Systemic steroids treatment after suprachoroidal hemorrhage were associated with better change in vision, final vision and anatomic success. Photo: Andrew S. Gurwood, ODClick image to enlarge.

Despite systemic steroids being a commonly discussed treatment option for suprachoroidal hemorrhage (SCH), their use has not been directly studied. In new research determining factors associated with visual and anatomic outcomes of SCH, a team from the University of Penn and Cairo University found that steroids improve visual acuity, final acuity and odds of anatomic success.

A total of 413 eyes from 49 studies published between 1990 and 2022 were included, with a mean age of 60.8 years and follow-up of 13.8 months. Among 145 eyes with at least six months of follow-up, the mean gain in visual acuity was -0.98 (0.89) logMAR.

“We found some evidence that eyes with more severe SCH (e.g., those precipitated by corneal surgery or presenting with expulsive SCH) were more likely to receive systemic steroids, a difference that would be expected to weaken the observed benefit of systemic steroids,” the authors explained. “However, we still observed significantly better change in vision, final vision and anatomic success among patients receiving systemic steroids.”

In contrast, surgical technique and timing of surgery, were not clearly associated with better change in visual acuity.

The mechanism for a potential benefit of systemic steroids for SCH is unclear, the authors noted, but pathophysiologic studies suggest that steroids may help restore the normal balance of fluid flow in the suprachoroidal space.

“Under physiologic conditions, the suprachoroidal space is kept empty in part due to osmotic forces, as there are more colloids in the choroidal veins compared to the suprachoroidal space,” the authors explained in their paper for Retina. “Inflammation reduces osmotic forces by accelerating breakdown of hemoglobin and increasing vascular leakage, allowing albumin and other proteins to enter the suprachoroidal space, where there is no lymphatic system or enzymatic breakdown to facilitate clearance. By reducing inflammation, steroids may help restore these osmotic forces to facilitate resolution of SCH.”

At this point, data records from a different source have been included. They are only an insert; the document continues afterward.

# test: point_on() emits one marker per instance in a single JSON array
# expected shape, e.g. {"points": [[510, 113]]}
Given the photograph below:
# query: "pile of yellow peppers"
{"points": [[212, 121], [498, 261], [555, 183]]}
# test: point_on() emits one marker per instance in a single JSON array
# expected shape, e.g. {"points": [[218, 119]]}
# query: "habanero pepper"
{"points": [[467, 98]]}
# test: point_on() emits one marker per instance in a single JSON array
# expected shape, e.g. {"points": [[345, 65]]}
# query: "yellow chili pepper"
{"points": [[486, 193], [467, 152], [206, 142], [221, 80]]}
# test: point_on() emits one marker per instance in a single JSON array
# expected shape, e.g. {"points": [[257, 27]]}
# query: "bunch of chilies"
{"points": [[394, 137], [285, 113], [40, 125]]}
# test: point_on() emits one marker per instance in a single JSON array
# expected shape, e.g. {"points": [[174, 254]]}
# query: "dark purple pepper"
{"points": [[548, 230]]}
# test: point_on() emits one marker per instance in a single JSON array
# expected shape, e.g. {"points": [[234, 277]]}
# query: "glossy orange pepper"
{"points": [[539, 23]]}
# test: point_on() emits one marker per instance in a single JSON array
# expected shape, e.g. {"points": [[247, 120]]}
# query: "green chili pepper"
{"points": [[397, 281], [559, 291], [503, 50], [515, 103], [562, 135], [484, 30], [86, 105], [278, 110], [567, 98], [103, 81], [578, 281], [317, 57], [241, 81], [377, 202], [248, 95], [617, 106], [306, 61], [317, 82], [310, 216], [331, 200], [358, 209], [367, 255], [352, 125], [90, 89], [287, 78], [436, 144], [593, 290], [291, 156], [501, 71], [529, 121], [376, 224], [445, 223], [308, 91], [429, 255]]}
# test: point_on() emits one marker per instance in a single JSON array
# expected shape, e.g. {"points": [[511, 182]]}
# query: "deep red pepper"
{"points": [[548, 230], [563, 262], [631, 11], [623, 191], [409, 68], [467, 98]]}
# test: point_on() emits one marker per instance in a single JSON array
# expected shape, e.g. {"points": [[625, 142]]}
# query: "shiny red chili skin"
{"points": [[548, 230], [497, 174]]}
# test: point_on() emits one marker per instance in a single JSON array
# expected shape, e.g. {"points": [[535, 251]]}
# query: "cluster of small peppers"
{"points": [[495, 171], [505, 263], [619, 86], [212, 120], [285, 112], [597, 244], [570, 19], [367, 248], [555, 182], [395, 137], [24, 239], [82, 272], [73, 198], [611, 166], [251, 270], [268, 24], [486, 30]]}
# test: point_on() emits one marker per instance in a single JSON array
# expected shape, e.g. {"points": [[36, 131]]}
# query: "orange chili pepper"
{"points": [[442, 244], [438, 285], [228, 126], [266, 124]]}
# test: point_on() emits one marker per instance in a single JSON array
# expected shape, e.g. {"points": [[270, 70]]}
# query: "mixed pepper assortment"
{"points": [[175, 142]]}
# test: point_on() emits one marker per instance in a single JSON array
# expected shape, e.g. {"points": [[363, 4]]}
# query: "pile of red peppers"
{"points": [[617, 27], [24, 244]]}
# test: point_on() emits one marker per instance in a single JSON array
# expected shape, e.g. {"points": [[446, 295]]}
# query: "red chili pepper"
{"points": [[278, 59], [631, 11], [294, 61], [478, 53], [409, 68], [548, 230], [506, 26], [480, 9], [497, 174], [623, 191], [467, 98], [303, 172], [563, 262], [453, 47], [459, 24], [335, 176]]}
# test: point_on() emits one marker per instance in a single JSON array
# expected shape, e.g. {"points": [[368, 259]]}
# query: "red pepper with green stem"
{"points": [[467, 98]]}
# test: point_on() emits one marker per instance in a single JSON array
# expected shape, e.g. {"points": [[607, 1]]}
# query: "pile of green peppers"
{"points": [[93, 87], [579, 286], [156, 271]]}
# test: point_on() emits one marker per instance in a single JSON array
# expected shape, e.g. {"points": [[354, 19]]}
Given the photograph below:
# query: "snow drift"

Systemic steroids have been shown to restore photoreceptor volume in the setting of inflammatory chorioretinopathies, and reducing inflammation may help preserve retinal integrity in SCH, the authors added.

They also found that SCH precipitated by corneal surgeries was associated with worse change in logMAR VA than SCH precipitated by other types of surgeries, although they note this finding should be interpreted in light of the small number of eyes with corneal surgery-associated SCH. “In a review of SCH occurring during penetrating keratoplasty, Bandivadekar et al. noted that visual outcomes tended to be poor and attributed this to the open-sky nature of penetrating keratoplasty, leading to a higher risk of SCH progressing to expulsive hemorrhage,” the authors noted.

Liu T, Elnahry AG, Tauqeer Z, et al. Factors associated with outcomes of suprachoroidal hemorrhage: an individual participant data systemic review. Retina. March 6, 2024. [Epub ahead of print].